# aaah! tyre pressure warning



## boyfriendmechanic (Aug 2, 2007)

Hi allroaders, Thank you for reading.... I guess my battery is old, or there was some drain on it. I went out of town for 2 weeks, when I got home, I got in my car, and the battery was almost totally dead. I jump started the car







with jumper cables.
Now, (not before the jump) when I start the car and put it in gear, the computer beeps once and the tire pressure warning goes on, with the yellow shape of a tire, an exclamation point in it, and a line drawn diagonally through it. This then stays on all of the drive. I go into the menu, and I cannot turn the system "on" there is a square unchecked box next the word On, yet I cannot select it to change it and put a check mark next to On. I can not select "Store Pressures" either.

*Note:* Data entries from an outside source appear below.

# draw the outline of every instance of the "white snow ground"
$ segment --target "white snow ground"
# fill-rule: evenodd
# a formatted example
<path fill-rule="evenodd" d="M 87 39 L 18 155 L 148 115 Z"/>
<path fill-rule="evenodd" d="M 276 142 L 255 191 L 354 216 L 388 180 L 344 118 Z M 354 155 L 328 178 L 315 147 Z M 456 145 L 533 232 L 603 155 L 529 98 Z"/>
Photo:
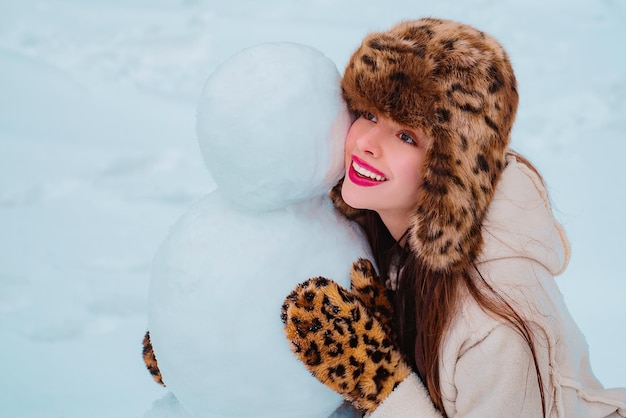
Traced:
<path fill-rule="evenodd" d="M 156 248 L 213 187 L 195 138 L 205 79 L 265 41 L 312 45 L 343 69 L 366 32 L 421 16 L 474 24 L 509 50 L 514 146 L 572 243 L 561 289 L 596 375 L 626 386 L 626 3 L 389 3 L 0 3 L 1 417 L 175 415 L 140 343 Z"/>

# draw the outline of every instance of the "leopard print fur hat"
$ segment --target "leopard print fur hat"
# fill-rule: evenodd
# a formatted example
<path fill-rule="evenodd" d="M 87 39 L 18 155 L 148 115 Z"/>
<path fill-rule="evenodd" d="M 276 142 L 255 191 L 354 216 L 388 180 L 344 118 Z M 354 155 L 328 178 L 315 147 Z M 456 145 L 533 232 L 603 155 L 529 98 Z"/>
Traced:
<path fill-rule="evenodd" d="M 402 22 L 365 37 L 342 89 L 351 111 L 391 118 L 432 139 L 408 243 L 431 271 L 470 267 L 517 111 L 517 83 L 502 46 L 458 22 Z M 340 196 L 333 200 L 349 218 L 359 212 Z"/>

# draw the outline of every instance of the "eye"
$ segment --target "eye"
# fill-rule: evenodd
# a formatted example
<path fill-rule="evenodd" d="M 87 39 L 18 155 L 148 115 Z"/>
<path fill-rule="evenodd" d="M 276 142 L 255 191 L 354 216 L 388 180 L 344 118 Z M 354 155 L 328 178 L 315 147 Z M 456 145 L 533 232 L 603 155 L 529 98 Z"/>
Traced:
<path fill-rule="evenodd" d="M 374 116 L 374 114 L 372 112 L 363 112 L 363 113 L 361 113 L 361 117 L 363 119 L 367 119 L 370 122 L 374 122 L 374 123 L 376 123 L 378 121 L 376 119 L 376 116 Z"/>
<path fill-rule="evenodd" d="M 411 134 L 406 133 L 406 132 L 400 132 L 398 134 L 398 138 L 400 138 L 403 142 L 406 142 L 407 144 L 417 145 L 417 141 L 415 139 L 413 139 L 413 136 Z"/>

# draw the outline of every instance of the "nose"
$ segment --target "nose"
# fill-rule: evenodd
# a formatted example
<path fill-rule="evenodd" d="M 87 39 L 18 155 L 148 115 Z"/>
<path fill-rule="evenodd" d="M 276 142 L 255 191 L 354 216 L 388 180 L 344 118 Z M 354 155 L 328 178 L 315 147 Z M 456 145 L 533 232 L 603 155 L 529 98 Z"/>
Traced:
<path fill-rule="evenodd" d="M 357 147 L 365 154 L 372 157 L 380 157 L 382 154 L 383 133 L 378 126 L 373 126 L 366 132 L 362 132 L 356 140 Z"/>

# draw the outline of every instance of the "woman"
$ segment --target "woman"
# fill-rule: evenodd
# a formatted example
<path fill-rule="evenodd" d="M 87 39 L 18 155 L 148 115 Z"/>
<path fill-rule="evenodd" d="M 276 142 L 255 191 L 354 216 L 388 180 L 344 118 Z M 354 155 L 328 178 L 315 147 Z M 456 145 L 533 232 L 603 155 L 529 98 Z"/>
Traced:
<path fill-rule="evenodd" d="M 364 260 L 350 291 L 298 286 L 282 319 L 313 375 L 371 417 L 626 417 L 556 286 L 569 247 L 541 177 L 508 149 L 518 95 L 500 44 L 400 23 L 364 39 L 342 88 L 356 119 L 333 200 L 392 303 Z"/>

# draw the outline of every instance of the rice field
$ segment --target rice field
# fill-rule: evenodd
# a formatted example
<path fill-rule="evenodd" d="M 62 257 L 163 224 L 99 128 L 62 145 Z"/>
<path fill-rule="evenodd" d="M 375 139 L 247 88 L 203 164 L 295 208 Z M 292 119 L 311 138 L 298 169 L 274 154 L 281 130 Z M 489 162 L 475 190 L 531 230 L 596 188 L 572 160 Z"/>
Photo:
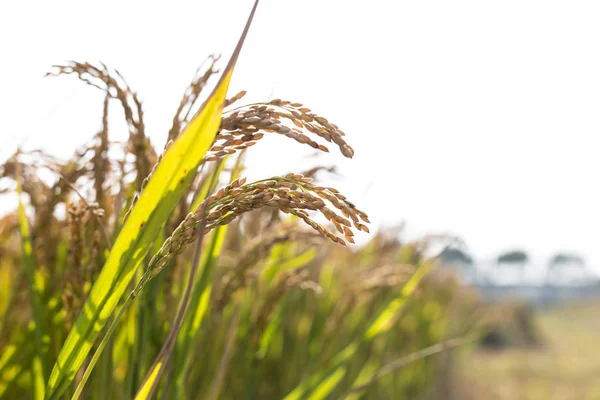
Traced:
<path fill-rule="evenodd" d="M 164 143 L 116 69 L 49 72 L 105 100 L 70 159 L 19 149 L 0 166 L 19 203 L 0 219 L 1 398 L 413 399 L 446 383 L 481 311 L 427 255 L 452 238 L 375 232 L 328 165 L 244 178 L 273 135 L 355 152 L 301 103 L 228 93 L 255 10 L 230 60 L 192 78 Z"/>

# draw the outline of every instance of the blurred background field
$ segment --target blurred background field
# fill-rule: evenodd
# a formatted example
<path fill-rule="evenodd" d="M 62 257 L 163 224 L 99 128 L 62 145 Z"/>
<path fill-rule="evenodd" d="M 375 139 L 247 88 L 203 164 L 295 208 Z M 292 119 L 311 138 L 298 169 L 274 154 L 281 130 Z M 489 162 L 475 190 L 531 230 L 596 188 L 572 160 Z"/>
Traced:
<path fill-rule="evenodd" d="M 559 304 L 531 315 L 539 342 L 461 353 L 456 399 L 600 399 L 600 303 Z"/>

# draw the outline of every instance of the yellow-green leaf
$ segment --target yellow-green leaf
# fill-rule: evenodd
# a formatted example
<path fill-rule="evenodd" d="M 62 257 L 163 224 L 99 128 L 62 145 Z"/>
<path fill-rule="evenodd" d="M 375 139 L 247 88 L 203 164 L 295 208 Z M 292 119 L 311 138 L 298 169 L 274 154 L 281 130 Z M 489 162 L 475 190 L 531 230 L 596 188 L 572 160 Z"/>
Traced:
<path fill-rule="evenodd" d="M 257 2 L 258 3 L 258 2 Z M 247 34 L 246 28 L 210 97 L 181 135 L 165 152 L 127 218 L 96 283 L 65 341 L 50 379 L 46 397 L 57 399 L 73 381 L 99 332 L 105 327 L 154 239 L 173 212 L 211 146 L 221 122 L 221 112 L 233 67 Z"/>
<path fill-rule="evenodd" d="M 19 229 L 21 232 L 21 247 L 23 250 L 23 267 L 25 275 L 29 283 L 29 298 L 31 301 L 31 309 L 33 314 L 33 322 L 35 324 L 35 343 L 37 348 L 37 356 L 34 358 L 31 379 L 34 398 L 44 398 L 44 387 L 46 385 L 47 366 L 46 366 L 46 347 L 44 345 L 44 329 L 43 329 L 43 313 L 40 287 L 42 283 L 39 278 L 36 278 L 35 261 L 33 259 L 33 247 L 29 234 L 29 223 L 25 215 L 25 207 L 21 201 L 21 182 L 17 176 L 17 193 L 19 195 Z"/>
<path fill-rule="evenodd" d="M 242 32 L 242 35 L 238 41 L 238 44 L 236 46 L 236 49 L 233 53 L 233 55 L 231 56 L 231 59 L 229 61 L 229 64 L 227 66 L 227 69 L 225 70 L 224 74 L 227 74 L 229 76 L 231 76 L 231 71 L 233 70 L 233 67 L 235 65 L 235 61 L 237 60 L 237 57 L 239 55 L 239 52 L 242 48 L 242 45 L 244 43 L 244 39 L 246 38 L 246 35 L 248 33 L 248 30 L 250 28 L 250 24 L 252 23 L 252 18 L 254 17 L 254 13 L 256 11 L 256 7 L 258 6 L 258 0 L 255 1 L 254 3 L 254 7 L 252 8 L 252 11 L 250 12 L 250 16 L 248 17 L 248 21 L 246 22 L 246 27 L 244 28 L 244 31 Z M 229 78 L 227 79 L 227 81 L 229 80 Z M 238 159 L 239 160 L 239 159 Z M 239 164 L 238 164 L 239 167 Z M 239 173 L 238 168 L 235 168 L 236 171 L 238 172 L 234 172 L 233 175 L 235 176 L 236 173 Z M 216 174 L 219 173 L 219 170 L 217 169 L 215 171 Z M 206 193 L 205 193 L 206 195 Z M 199 204 L 199 202 L 198 202 Z M 213 236 L 213 241 L 211 243 L 211 249 L 208 252 L 208 258 L 206 259 L 206 262 L 203 264 L 203 275 L 204 273 L 209 276 L 210 275 L 210 271 L 209 265 L 206 264 L 214 264 L 215 261 L 215 257 L 216 255 L 220 252 L 220 249 L 223 245 L 223 241 L 225 239 L 225 231 L 226 231 L 226 227 L 220 227 Z M 192 317 L 192 321 L 191 321 L 191 331 L 194 331 L 194 323 L 199 324 L 202 321 L 202 317 L 204 315 L 204 312 L 208 306 L 208 296 L 210 295 L 210 289 L 211 289 L 211 285 L 208 281 L 206 281 L 204 283 L 204 280 L 202 279 L 202 277 L 200 278 L 199 281 L 200 284 L 200 288 L 198 287 L 194 287 L 194 294 L 192 295 L 192 300 L 191 300 L 191 306 L 192 308 L 196 308 L 198 310 L 198 315 L 194 315 Z M 197 298 L 197 300 L 199 301 L 199 304 L 194 307 L 195 303 L 194 300 L 195 298 Z M 204 299 L 204 301 L 203 301 Z M 205 306 L 202 307 L 202 303 L 205 303 Z M 185 309 L 185 308 L 184 308 Z M 188 317 L 190 317 L 190 315 L 188 315 Z M 189 320 L 189 319 L 188 319 Z M 179 332 L 176 332 L 176 334 Z M 184 336 L 185 338 L 185 336 Z M 163 346 L 163 350 L 165 350 L 166 348 Z M 164 367 L 166 365 L 166 362 L 168 362 L 168 357 L 170 356 L 170 351 L 164 351 L 161 350 L 161 352 L 159 353 L 157 359 L 155 360 L 153 366 L 151 367 L 151 370 L 148 372 L 148 374 L 146 375 L 146 378 L 144 379 L 144 382 L 142 383 L 141 387 L 139 388 L 137 394 L 135 395 L 135 400 L 145 400 L 150 398 L 150 396 L 152 396 L 156 385 L 158 383 L 158 380 L 160 379 L 160 377 L 162 376 L 162 373 L 164 371 Z M 172 351 L 172 350 L 171 350 Z M 185 363 L 184 363 L 185 365 Z"/>
<path fill-rule="evenodd" d="M 323 400 L 329 396 L 329 394 L 335 389 L 338 383 L 346 375 L 346 367 L 340 367 L 336 369 L 331 375 L 329 375 L 314 392 L 310 394 L 308 400 Z"/>
<path fill-rule="evenodd" d="M 427 275 L 432 265 L 432 261 L 425 261 L 417 268 L 410 279 L 402 287 L 400 295 L 393 299 L 371 324 L 366 334 L 367 339 L 372 339 L 380 333 L 390 329 L 399 312 L 404 308 L 404 305 L 414 293 L 421 280 Z"/>

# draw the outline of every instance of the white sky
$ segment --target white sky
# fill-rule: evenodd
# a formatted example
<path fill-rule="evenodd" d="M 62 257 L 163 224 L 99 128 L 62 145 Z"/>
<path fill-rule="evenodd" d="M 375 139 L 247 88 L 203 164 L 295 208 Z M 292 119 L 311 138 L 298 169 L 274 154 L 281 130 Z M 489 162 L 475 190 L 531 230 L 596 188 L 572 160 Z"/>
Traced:
<path fill-rule="evenodd" d="M 119 69 L 162 146 L 196 68 L 210 53 L 226 59 L 251 6 L 1 2 L 0 160 L 24 141 L 69 156 L 98 130 L 99 91 L 41 78 L 71 59 Z M 376 226 L 452 232 L 476 257 L 522 246 L 600 265 L 599 20 L 594 1 L 263 0 L 231 93 L 303 102 L 356 155 L 307 159 L 271 137 L 250 152 L 249 174 L 337 164 L 344 178 L 328 183 Z"/>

I can set other computer options like MPG, drive time etc. I have tried while the car was moving and with it in park and running and with the car ignition on but not running. I had used the store pressures before.
I push the Auto Check and get the display to cycle through all the warnings, and it ends with OK, I saw that once or twice. As I kept pushing the #9 button in the manual on the dash (below and to the left of the speedo), then push and hold #9, it seems to give the above mentioned tyre picture then return to the "depress brake pedal before shifting out of park" message (yes it is an automatic). 
Some times the beep sounds twice, gives the tyre message then the "wiper fluid low" symbol of the fountain coming out of the top of the little jug. The thing is, I have filled the wiper fliud container under the hood until it practically comes out the top!
Before the battery went low, it sometimes gave the low wiper fluid beep alone, even when full.
I love my car, it is soo sweet, the beeps and the warnings (I'm happy they are only yellow) are taking a bit of the shine off the apple. Thanks again, have a great drive!


----------